June 20, 2011
The militant labor group Partido ng Manggagawa (PM) challenged President Benigno Aquino III to uphold and protect workers rights at the giant Hanjin shipyard in Subic, Zambales as complaints mounted of violations of labor and safety standards. Dozens of members of PM and the Philippine Airlines Employees’ Association (PALEA) joined the Church-Labor Conference, an alliance of labor and religious organizations that is co-chaired by Manila Auxiliary Bishop Broderick Pabillo, in a rally this morning at Mendiola in Manila.
“The Hanjin shipyard is a graveyard of workers. While capitalists are scrimping on protection for workers and the government is sleeping on its job of enforcement, workers are dying in the workplace. Hanjin’s crooked path must be set straight by PNoy. Instead of beating war drums over the Spratlys it is better that PNoy wage war for workers rights at Subic ,” insisted Renato Magtubo, PM chair.
On July 3 the groups leading today’s rally will hold a “Caravan for Decent Jobs and Humane Working Conditions.” The caravan will proceed from Manila to Subic in order to highlight the dire plight of contractual workers especially in Hanjin.
“PALEA supports our brothers in Hanjin who are seeking the redress of the same grievances as Philippine Airlines employees, which is contractualization and union busting. From airlines to shipyards, contractualization is wrecking havoc on the working and living conditions of workers. Ang laban ng manggagawa ng Hanjin ay laban ng PALEA,” exclaimed Gerry Rivera, PALEA president and PM vice chair.

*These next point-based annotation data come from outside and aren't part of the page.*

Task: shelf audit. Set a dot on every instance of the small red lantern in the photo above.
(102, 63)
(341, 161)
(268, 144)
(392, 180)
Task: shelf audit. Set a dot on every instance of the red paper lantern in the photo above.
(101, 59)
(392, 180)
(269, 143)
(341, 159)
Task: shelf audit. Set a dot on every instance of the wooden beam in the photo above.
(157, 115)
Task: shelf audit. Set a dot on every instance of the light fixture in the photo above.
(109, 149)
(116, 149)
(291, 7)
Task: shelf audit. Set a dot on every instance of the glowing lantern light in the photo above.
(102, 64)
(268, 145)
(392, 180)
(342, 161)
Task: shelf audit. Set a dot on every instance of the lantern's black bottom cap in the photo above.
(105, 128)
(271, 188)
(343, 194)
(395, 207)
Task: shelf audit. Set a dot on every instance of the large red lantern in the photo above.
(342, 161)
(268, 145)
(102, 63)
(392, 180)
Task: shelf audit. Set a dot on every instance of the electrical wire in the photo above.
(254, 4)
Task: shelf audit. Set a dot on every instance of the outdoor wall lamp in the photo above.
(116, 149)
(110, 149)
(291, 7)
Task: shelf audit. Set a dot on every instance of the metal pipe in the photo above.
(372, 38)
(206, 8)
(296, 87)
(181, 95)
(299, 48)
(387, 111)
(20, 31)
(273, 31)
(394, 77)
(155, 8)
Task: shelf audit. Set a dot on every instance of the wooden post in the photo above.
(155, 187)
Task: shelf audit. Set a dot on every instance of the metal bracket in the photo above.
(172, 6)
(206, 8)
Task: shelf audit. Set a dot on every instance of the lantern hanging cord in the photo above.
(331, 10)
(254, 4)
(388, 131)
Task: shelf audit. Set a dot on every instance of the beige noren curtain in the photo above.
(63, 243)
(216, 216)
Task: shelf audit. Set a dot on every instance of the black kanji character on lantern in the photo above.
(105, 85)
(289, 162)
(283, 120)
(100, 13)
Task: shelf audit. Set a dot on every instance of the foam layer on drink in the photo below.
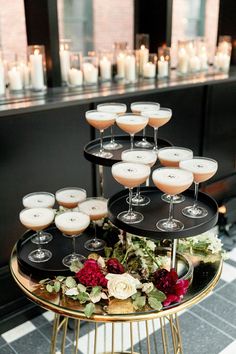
(144, 106)
(174, 155)
(69, 198)
(39, 200)
(130, 174)
(146, 157)
(112, 108)
(72, 223)
(172, 180)
(203, 169)
(94, 207)
(36, 218)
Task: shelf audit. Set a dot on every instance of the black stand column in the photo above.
(42, 28)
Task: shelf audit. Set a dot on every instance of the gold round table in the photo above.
(206, 275)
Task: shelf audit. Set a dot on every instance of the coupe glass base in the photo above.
(112, 145)
(67, 260)
(178, 198)
(104, 154)
(139, 200)
(133, 217)
(195, 212)
(144, 144)
(170, 225)
(39, 256)
(95, 245)
(44, 238)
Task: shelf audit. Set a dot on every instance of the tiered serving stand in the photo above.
(120, 328)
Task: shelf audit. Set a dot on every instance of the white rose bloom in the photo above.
(122, 286)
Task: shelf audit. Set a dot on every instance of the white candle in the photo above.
(194, 64)
(15, 80)
(149, 70)
(2, 79)
(90, 73)
(130, 68)
(121, 66)
(36, 65)
(105, 68)
(75, 77)
(65, 63)
(182, 61)
(163, 67)
(143, 58)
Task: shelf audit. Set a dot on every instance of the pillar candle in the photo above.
(36, 66)
(75, 77)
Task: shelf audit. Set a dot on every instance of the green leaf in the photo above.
(157, 294)
(43, 281)
(89, 309)
(49, 288)
(81, 288)
(70, 282)
(139, 302)
(57, 286)
(154, 303)
(83, 297)
(60, 278)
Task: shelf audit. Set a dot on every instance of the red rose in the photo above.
(114, 266)
(168, 282)
(91, 274)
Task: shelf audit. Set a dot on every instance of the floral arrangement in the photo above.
(131, 276)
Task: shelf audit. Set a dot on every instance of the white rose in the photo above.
(122, 286)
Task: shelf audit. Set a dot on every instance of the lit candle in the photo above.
(65, 62)
(105, 68)
(163, 67)
(149, 70)
(130, 68)
(2, 78)
(90, 73)
(121, 66)
(15, 80)
(75, 77)
(36, 65)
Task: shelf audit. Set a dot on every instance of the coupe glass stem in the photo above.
(196, 185)
(131, 141)
(155, 138)
(101, 141)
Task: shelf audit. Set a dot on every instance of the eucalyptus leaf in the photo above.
(154, 303)
(70, 282)
(89, 309)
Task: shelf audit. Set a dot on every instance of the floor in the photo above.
(207, 328)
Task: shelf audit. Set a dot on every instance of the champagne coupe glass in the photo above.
(146, 157)
(72, 224)
(39, 200)
(130, 175)
(172, 181)
(37, 219)
(70, 197)
(101, 121)
(131, 123)
(156, 120)
(117, 108)
(170, 157)
(203, 169)
(96, 208)
(137, 108)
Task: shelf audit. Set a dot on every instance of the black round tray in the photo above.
(157, 209)
(60, 246)
(94, 145)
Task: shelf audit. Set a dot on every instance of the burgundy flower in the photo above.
(168, 282)
(91, 274)
(114, 266)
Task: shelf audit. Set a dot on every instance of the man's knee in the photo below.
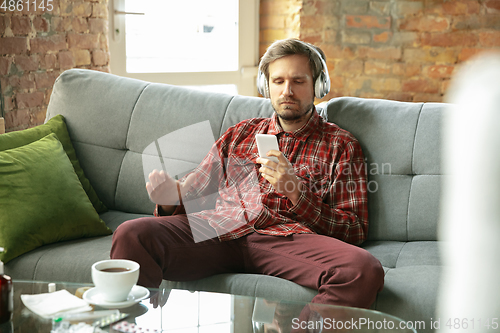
(371, 270)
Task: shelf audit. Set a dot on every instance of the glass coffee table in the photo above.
(181, 311)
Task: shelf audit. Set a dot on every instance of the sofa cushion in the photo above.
(41, 199)
(55, 125)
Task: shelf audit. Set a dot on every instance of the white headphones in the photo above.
(321, 86)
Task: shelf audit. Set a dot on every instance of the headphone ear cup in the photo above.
(322, 85)
(262, 85)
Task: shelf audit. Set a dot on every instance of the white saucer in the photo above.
(137, 294)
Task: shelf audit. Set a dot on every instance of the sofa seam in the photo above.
(412, 172)
(126, 142)
(225, 115)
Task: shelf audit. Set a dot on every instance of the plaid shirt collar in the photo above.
(310, 127)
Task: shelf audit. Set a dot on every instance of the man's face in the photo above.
(291, 87)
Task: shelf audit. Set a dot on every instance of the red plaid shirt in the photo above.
(328, 161)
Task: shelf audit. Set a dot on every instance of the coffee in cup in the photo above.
(114, 278)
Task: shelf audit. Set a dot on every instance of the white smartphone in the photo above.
(265, 143)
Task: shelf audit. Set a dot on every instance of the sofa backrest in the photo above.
(402, 146)
(112, 120)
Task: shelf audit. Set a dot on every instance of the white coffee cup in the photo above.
(114, 278)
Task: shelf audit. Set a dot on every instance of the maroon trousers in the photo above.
(342, 273)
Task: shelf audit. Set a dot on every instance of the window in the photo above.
(205, 44)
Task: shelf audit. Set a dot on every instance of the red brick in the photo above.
(29, 100)
(20, 25)
(427, 23)
(83, 9)
(8, 103)
(313, 22)
(52, 43)
(24, 82)
(400, 96)
(48, 93)
(83, 41)
(420, 85)
(41, 24)
(490, 39)
(492, 6)
(382, 37)
(456, 7)
(82, 57)
(80, 25)
(5, 63)
(336, 82)
(368, 22)
(45, 80)
(450, 39)
(13, 45)
(38, 116)
(17, 118)
(406, 69)
(381, 8)
(6, 87)
(355, 7)
(490, 21)
(66, 60)
(27, 63)
(61, 24)
(467, 53)
(379, 53)
(326, 7)
(355, 37)
(3, 24)
(98, 26)
(272, 22)
(434, 55)
(348, 68)
(408, 8)
(49, 61)
(378, 68)
(428, 98)
(467, 22)
(99, 10)
(439, 71)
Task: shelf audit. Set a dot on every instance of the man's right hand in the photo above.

PM also called for stronger labor enforcement and labor inspection reforms by the government in response to at least 26 deaths at the Hanjin shipyard and the rampant contractualization at the shipyard. “Accidents are not acts of divine providence that can be dismissed as unavoidable. Instead accidents are the result of unsafe acts and therefore preventable by strict enforcement of occupational safety and health and labor standards,” Magtubo claimed.
He added that “PNoy’s government must review Hanjin and its contractors for compliance not just with safety regulations but labor standards such as payment of minimum wages and benefits, observance of working hours and remittance of social security among others. Construction workers are among the most overworked yet underpaid of employees since they are generally unorganized.” Some 21,000 laborers work in the Hanjin shipyard but just a few hundred are claimed by the giant multinational as its employees since the all almost are hired by 19 subcontractors.